Sunday, June 20, 2010

Many, er, Happy Returns

As the mousy, anonymous narrator of Rebecca did with the fabled Manderly estate on the Cornish coast, I sometimes dream I return to Los Angeles again. Being in L.A. these days, awake or asleep, opens a complicated drop-down menu of awareness choices, alternately joyous, sad, conflicted, extensively aware of the consequences of change.

Returns of any sort at all are a chancy business; returns to a place of one's birth and youth are particularly fraught. Such returns remind you that you have left a portion of your life there, frozen in time in the manner of your image jelled in an old photo, while the rest of you, the you afterwards, has grown toward dreams of yourself in another venue, possibly even as another person.

Return invariably connotes doing something again, something experienced earlier at least once; it is taking books back to the library, giving a complement to someone who has complemented you, doing a favor for a person who has gifted you with some considerate behavior. You may return affection, travel the reverse direction of a journey undertaken earlier, reply in some manner to a tennis ball sent in your direction, or send an unacceptable meal to the kitchen whence it originated. In similar fashion, you may purchase a notice to be sent back to you after a letter you originated had been delivered to its intended receiver, and you might also send an unwanted communication back to its origin.

Going back to a place may be a part of a happy pattern such as a repeated visit to a restaurant, coffee shop, or theater, your expectations comfortable and positive at each iteration. Conversely, there are places and things for which return becomes fraught with a complexity of discomfort and a sense of disconnection.

The act of returning to a place after an absence rushes you toward this jarring sensation of disconnect. By your absence, you are out of the rhythm of the place you vacated, your psyche vibrant of the other place or places you might have spent your time. Much as you may have been loved, cherished, respected where you were before you left it, the shadow of otherness, alienness, and foreignness have been stamped on your visa, perhaps in subtle degree but not so subtle as to fool all the border guards, Some of them will spot the otherness you have accrued by your act of absence. The ever widening gyre does not stop spinning there; should you return to your new turf, someone there will note the way you have picked up the trace of an accent or some other mannerism from home.

Thomas Wolfe reminded us that You Can't Go Home Again, not without collision with consequences. But in greater truth the consequences and their traces follow you where ever you venture. A return becomes a cosmic tattoo, needled into the skin of your psyche. In the proper light, the right persons will see the patterns and bar codes; they will scan you, read you, get you, whereupon they will return such empathy and creative force as you and they are able to emit and you will both think of this condition as the beginning of love.

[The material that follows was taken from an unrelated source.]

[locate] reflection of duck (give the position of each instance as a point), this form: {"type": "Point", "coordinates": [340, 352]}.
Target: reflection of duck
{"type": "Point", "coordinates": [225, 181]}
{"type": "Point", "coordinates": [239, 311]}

The return of a planet or heavenly body to a particular point in its orbit becomes a symbol for a new beginning. Sisyphus, urging his rock to the top of its hill, thinks this is the start of another effort or, perhaps, the end of an older one. When migrating birds or swarming insects or foraging herds return to a familiar place, they commemorate the click of gears in a life cycle. In days before the computer, touch applied to the return key on a typewriter sent the carriage mechanism slamming with satisfying alacrity back to a beginning position whence an entire line of keystrokes awaited their own particular fate.

Return is adventure, consequence, and discovery, waiting to happen.